11. Pese embora os juízos coincidentes que se mostram firmados pelas instâncias temos que as quaestiones juris alvo dissídio em torno da definição do regime dos arts. 22.º e 275.º do CCP e suas implicações no quadro da extensão do âmbito de aplicação/contratos subsidiados envolvem complexidade jurídica, tanto mais que as mesmas envolvem a realização de operações lógico-jurídicas de algum melindre e dificuldade, concatenando diversos regimes legais e institutos jurídicos, e nelas se verifica alguma capacidade de expansão da controvérsia, visto suscetíveis de se poderem projetar ou de serem transponíveis para outras situações, apresentando, assim, interesse para a comunidade jurídica, o que legitima a admissão do recurso de revista como garantia de uniformização do direito nas vestes da sua aplicação prática.

12. Acresce ainda a relevância social dado estar em discussão alegado incumprimento das obrigações/deveres contratualmente assumidos no quadro de programa de desenvolvimento financiado pela UE [cfr. quanto à relevância social deste tipo de litígios, nomeadamente, os Acs. do STA/Formação de Admissão Preliminar de 08.10.2018 - Proc. n.º 0750/18, de 04.02.2021 - Proc. n.º 01045/19.2BEAVR, de 13.07.2021 - Proc. n.º 02574/15.2BEALM, de 25.11.2021 - Proc. n.º 0867/17.3BEBRG, de 24.02.2022 - Proc. n.º 0339/11.0BEPRT], justificando-se, desta feita, a intervenção deste Supremo Tribunal para dilucidação também quanto aos aspetos dubitativos sinalizados no contexto apurado e que carecem igualmente de uma melhor e aprofundada análise/ponderação, por forma a, assim, serem dissipadas as dúvidas que o juízo sindicado aporta.
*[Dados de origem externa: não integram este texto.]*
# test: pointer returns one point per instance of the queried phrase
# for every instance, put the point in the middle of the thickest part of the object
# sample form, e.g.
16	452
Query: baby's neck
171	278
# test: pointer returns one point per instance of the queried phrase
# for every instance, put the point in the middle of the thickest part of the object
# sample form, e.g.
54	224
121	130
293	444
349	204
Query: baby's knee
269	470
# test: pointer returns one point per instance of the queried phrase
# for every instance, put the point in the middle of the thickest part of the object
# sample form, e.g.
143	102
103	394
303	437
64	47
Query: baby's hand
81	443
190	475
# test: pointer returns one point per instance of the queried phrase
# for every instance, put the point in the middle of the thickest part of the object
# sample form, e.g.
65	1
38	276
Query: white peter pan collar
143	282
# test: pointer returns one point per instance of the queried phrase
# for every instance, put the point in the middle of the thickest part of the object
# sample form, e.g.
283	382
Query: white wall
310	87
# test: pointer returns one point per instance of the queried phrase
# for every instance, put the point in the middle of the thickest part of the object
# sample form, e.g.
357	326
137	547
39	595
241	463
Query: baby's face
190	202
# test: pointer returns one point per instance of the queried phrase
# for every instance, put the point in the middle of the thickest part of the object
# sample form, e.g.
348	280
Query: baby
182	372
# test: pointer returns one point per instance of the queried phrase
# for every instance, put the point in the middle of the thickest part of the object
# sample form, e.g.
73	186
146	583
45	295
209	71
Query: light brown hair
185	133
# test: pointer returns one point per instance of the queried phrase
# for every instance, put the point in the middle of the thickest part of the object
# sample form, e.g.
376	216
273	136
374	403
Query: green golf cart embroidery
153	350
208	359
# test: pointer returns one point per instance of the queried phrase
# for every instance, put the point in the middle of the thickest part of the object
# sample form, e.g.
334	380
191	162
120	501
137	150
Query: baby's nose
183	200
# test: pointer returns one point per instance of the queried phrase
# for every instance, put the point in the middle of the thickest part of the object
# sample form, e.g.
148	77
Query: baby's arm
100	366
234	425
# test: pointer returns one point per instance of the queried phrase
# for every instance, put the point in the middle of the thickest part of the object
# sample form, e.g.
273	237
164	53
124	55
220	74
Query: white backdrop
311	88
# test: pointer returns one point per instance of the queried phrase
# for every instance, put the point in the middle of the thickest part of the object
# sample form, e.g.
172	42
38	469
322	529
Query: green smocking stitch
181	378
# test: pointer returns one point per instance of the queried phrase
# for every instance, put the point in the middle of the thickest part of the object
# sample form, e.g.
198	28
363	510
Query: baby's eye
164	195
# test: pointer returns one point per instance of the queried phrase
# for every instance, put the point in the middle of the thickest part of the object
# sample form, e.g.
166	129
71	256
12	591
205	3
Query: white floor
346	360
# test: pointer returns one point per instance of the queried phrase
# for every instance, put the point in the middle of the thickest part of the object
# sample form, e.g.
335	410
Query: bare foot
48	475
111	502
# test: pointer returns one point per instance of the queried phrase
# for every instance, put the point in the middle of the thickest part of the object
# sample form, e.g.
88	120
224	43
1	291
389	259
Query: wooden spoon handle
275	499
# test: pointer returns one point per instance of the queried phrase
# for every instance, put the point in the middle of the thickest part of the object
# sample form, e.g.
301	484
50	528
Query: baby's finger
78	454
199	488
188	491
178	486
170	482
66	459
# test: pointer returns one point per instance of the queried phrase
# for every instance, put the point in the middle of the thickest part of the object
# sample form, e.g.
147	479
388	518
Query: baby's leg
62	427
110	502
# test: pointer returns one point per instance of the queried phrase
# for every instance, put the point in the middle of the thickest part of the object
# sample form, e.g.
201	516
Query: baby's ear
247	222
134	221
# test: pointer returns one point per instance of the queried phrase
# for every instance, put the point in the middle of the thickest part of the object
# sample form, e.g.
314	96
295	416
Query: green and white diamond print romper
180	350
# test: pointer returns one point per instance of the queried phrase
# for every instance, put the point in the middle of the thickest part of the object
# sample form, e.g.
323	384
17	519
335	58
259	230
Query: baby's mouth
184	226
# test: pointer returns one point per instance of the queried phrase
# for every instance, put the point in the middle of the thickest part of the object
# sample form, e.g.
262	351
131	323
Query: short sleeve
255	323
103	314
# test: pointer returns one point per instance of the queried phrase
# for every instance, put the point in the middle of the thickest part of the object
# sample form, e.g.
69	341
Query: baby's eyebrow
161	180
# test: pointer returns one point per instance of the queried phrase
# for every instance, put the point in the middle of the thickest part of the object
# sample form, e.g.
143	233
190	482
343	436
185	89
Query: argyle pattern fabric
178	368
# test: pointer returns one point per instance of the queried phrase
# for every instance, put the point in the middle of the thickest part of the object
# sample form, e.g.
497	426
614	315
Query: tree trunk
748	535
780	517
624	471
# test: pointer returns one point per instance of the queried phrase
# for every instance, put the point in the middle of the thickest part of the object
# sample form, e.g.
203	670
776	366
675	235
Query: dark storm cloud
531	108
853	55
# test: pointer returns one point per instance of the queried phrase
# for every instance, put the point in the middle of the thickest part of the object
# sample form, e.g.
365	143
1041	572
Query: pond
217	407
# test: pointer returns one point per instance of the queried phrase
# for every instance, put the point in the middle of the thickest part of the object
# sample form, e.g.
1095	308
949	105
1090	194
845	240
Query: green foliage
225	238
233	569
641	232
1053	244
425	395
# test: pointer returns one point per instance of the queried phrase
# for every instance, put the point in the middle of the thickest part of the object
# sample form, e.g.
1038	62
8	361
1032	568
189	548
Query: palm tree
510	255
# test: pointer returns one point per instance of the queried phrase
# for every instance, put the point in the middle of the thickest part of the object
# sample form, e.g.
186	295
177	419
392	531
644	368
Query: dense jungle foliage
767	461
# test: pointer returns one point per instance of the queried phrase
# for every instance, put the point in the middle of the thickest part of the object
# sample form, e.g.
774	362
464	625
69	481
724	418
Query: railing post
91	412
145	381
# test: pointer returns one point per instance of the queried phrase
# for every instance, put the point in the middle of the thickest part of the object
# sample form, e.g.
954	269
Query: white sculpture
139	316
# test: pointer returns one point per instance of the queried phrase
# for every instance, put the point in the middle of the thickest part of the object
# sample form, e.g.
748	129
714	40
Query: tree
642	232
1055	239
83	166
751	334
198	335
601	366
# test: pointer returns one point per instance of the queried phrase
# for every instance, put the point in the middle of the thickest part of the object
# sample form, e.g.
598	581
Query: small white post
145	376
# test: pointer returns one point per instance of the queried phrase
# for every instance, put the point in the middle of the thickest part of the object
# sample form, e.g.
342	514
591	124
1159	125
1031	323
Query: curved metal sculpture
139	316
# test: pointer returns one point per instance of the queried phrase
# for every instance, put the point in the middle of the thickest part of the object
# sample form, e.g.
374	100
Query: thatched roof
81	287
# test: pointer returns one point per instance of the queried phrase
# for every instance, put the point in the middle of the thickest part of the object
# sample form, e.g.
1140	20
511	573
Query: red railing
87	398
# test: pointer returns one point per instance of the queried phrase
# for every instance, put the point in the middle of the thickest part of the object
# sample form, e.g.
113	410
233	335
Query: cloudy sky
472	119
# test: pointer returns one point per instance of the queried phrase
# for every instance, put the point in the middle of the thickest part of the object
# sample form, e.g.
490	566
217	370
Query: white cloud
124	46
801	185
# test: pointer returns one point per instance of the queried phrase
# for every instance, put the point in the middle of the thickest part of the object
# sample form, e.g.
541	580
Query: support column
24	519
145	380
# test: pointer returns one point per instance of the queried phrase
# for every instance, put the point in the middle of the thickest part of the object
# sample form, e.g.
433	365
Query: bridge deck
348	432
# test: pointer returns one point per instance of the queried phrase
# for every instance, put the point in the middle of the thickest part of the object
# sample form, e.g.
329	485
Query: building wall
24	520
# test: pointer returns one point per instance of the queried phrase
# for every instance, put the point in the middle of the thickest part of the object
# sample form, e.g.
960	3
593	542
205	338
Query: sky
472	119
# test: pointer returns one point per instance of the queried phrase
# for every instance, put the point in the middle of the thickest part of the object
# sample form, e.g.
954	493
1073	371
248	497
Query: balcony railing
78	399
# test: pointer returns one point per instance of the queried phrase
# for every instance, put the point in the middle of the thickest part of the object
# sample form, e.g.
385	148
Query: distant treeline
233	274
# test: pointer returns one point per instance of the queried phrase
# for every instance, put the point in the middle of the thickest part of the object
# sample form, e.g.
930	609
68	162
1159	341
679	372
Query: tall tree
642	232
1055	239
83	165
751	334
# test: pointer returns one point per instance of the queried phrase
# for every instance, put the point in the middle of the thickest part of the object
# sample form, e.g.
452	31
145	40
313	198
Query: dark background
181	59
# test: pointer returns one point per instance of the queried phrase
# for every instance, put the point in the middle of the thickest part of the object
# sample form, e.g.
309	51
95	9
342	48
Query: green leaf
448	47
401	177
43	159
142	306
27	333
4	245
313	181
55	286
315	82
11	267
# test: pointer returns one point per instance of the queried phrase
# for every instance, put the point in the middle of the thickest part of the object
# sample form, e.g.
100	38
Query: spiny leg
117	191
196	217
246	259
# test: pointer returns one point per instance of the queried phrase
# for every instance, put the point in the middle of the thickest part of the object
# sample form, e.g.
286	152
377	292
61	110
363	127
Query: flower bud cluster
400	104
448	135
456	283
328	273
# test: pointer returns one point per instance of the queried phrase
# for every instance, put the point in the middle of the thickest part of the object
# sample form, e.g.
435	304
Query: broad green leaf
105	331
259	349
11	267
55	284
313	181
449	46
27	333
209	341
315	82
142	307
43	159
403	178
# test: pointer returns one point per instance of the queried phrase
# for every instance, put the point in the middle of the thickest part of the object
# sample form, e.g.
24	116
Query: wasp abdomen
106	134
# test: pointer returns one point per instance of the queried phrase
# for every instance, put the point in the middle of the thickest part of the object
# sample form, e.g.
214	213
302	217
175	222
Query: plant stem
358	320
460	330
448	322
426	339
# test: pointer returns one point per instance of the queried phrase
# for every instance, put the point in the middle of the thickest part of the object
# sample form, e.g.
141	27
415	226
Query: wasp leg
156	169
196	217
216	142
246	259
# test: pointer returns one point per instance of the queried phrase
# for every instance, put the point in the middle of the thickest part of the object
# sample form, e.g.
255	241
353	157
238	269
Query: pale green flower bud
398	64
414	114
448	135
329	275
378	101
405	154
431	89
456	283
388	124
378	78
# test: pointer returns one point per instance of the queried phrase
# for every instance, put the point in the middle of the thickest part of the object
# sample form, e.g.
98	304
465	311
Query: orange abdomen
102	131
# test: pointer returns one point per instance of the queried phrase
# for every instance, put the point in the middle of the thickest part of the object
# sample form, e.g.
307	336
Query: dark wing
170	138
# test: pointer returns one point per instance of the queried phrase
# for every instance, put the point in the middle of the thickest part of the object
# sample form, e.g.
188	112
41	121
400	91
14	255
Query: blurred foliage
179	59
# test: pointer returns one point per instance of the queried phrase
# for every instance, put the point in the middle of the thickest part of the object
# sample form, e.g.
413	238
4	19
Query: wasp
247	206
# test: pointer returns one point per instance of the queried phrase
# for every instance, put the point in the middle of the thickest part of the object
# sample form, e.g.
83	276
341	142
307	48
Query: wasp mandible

13. Flui do exposto a necessária a intervenção deste STA, e daí que se justifique a admissão da revista.


DECISÃO
Nestes termos e de harmonia com o disposto no art. 150.º do CPTA, acordam os juízes da formação de apreciação preliminar da Secção de Contencioso Administrativo deste Supremo Tribunal em admitir a revista.
Sem custas.
D.N..
Lisboa, 24 de novembro de 2022. – Carlos Carvalho (relator) – Teresa de Sousa – José Veloso.